My personal finances started to look much better when I internalized total cost of ownership. Total cost of ownership (TCO) provides a more complete picture of any purchase. A great example is buying a car. Folks selling cars will always try to point to a low initial price or a low monthly payment as a reason to purchase. Savvy buyers will consider the cost of interest, maintenance, gas, insurance, time spent driving, etc., as the actual cost of the car. As an aside, that’s why I purchased an electric Kia Niro a few years ago. The somewhat higher upfront cost but much lower maintenance and fuel amounted to a low TCO.

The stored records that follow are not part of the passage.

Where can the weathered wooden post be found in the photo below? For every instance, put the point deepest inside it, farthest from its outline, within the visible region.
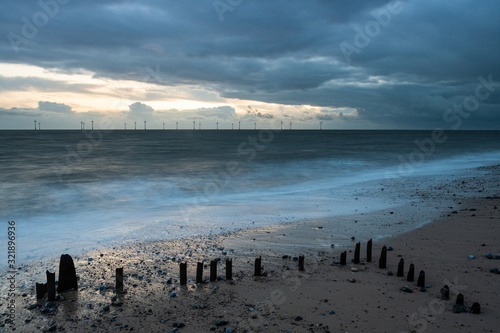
(445, 292)
(382, 263)
(369, 251)
(183, 273)
(343, 258)
(67, 274)
(301, 263)
(199, 273)
(421, 279)
(356, 253)
(213, 270)
(119, 280)
(229, 269)
(401, 268)
(258, 268)
(411, 273)
(41, 289)
(51, 286)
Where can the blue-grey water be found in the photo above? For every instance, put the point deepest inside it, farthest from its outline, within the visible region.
(75, 190)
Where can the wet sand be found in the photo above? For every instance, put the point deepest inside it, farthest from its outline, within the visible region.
(325, 297)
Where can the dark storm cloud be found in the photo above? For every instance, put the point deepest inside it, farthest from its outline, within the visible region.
(398, 63)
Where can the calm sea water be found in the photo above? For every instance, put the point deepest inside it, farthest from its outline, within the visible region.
(82, 189)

TCO is an important consideration for data projects as well. In particular, discussing what to add or remove from a project often fails the TCO analysis. The upfront costs are low, but the long-term effects grind development to a halt. In particular:

Little or no documentation about a project’s state. If we aim for a minimal TCO, we’ll want to strike the right balance between ‘no docs’ and ‘document everything all the time.’ Most data projects don’t consider documentation part of the project and don’t have requirements, so they swing between documenting nothing and pausing all work to write voluminous docs that go out of date almost immediately. Both strategies are very poor in TCO. A better approach is to consider the initial documentation needs and produce only what the users and developers intend to rely on. Typically, a concise, broad overview of the intent of data sets provides enough information for end users.
Data pipelines have minimal or incomplete CI/CD. This is an especially bad trade-off since data pipelines will spend much more time iterating and maintaining than the initial build. Most developer time is then spent figuring out how to make changes safely.
No method of removing deprecated pipelines. Almost every company struggles with this problem. Adding new data sets is straightforward, but removing one requires multiple sign-offs and an endless search for usage. If getting rid of code is hard, but writing new code is easy, it shouldn’t be a surprise that data projects continually increase in size. Some teams attempt to combat this by having a high bar for getting anything into the code base, but this only limits the growth. Making code cleanup and deprecation easier is a more effective long-term approach. Even a simple approach of removing data sets that fall below a certain usage can mitigate this problem.

When asked to estimate the time to create a new feature, we should also consider the time spent on maintenance and everything else in TCO. We can’t pretend those are free, just like we can’t pretend our monthly payment is a good representation of the cost of that new truck.